It’s true we have to deal with pests like Japanese beetles during the summer, but at the same time we also get butterflies.
It’s not a bad trade-off, especially when you consider that we also get to enjoy the spectacular plants that attract the bright little jewels, such as the graceful Buddleia.
Buddleia davidii is probably the most familiar and widely grown of the “butterfly bushes.” With its long arching branches and densely packed clusters of fragrant flowers, Buddleia is an excellent choice for a mixed border.
Impatient gardeners should note that butterfly bushes are late starters. The velvety gray-green leaves don’t appear until after most other shrubs have leafed out, and the parade of blooms may not start until midsummer. It is definitely worth the wait. In fact, once Buddleia gets going, it can grow as high as eight feet tall in one season and will bloom until frost. (Dwarf varieties are available for smaller gardens.)
Buddleia was named to honor an English clergyman, Adam Buddle, a 17th-century British cleric who studied and wrote about mosses and grasses. Father Armand David, a Roman Catholic missionary from France, was the first Westerner to discover the plant in the highlands of western and central China in the late 19th century. Seeds sent to Kew Gardens in England in 1896 eventually produced shrubs that became all the rage among Victorian British gardeners.
In its native land, Buddleia is known as summer lilac. Legends hold that thickets of the eye-catching shrub once provided shelter for wild leopards. But here, Buddleias are havens for butterflies. About 700 species of butterflies inhabit North America, though only 63 species are common. Sadly, continued loss of habitat and increasing use of pesticides appear to be pushing many butterflies to the brink of extinction.
Shrubs like Buddleia can provide not only food but also windscreens and places where butterflies can roost. Buddleia is by far the most popular butterfly snack bar. Butterflies prefer its nectar over that of any other plant.
Along with planting Buddleia, you can do a few other things to help butterflies thrive in your garden. For example, butterflies must warm their wings before they can fly, and they perform best when their body temperature is between 85 and 100 degrees F. Adding flat stones to a sunny area near the Buddleias will give them a place to land and bask in the sun.
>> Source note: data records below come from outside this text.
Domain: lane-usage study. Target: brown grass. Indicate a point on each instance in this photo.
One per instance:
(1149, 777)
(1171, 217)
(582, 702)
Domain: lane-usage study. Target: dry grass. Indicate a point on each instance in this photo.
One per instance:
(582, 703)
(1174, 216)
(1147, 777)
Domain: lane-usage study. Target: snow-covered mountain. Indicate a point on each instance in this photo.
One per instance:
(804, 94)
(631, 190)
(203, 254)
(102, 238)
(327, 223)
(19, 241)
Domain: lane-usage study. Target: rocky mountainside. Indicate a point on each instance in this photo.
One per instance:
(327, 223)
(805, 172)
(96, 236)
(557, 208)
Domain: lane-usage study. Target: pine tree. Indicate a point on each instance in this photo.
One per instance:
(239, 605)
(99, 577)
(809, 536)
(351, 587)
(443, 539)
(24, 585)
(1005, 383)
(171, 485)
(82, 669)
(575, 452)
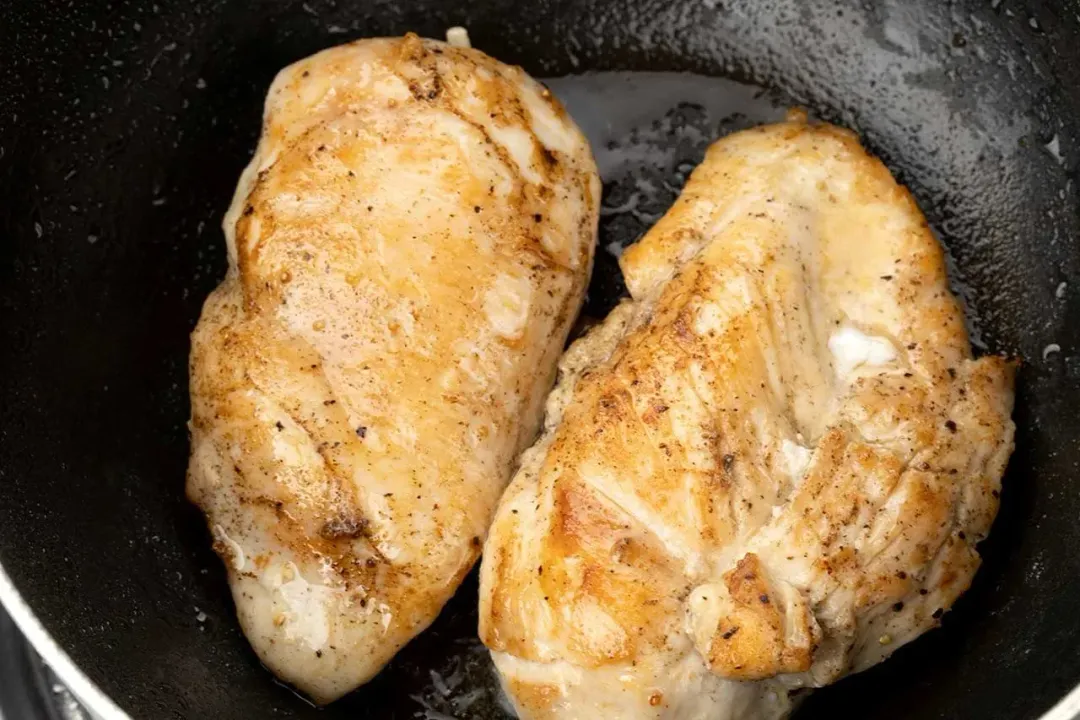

And although you may often see butterflies at the birdbath, they prefer drinking from dirty puddles – something in the mud restores vital nutrients, researchers say. If you don’t want to let a mud puddle form in your garden, set out a shallow saucer filled with dirt and keep it wet.
The butterfly bush grows in Zones 5 through 10 and will do well in most any locale, from city to seaside. In areas where winters are severe, the shrub may die to the ground, but it will grow back from its roots in the spring. Buddleia prefers full sun and well-drained soil that has been enriched with peat moss or compost. When blooms start to fade, deadhead them to promote more flowering.
Keep an eye out for the Buddleia’s major pest problem, spider mites. Fertilize in August to encourage a fall display when the bloom spikes once again come alive with butterflies.
Note to readers:
Caution on butterfly bushes
When I wrote on the charms of Buddleia davidii, I did not realize it is now considered an invasive pest in several states, as was pointed out by alert readers. When I began growing it 20 years ago, it came highly recommended by reliable authorities.
New sterile varieties of the bush are now available. To be safe, ask a local native plant society or state department of natural resources about any plant you’re considering.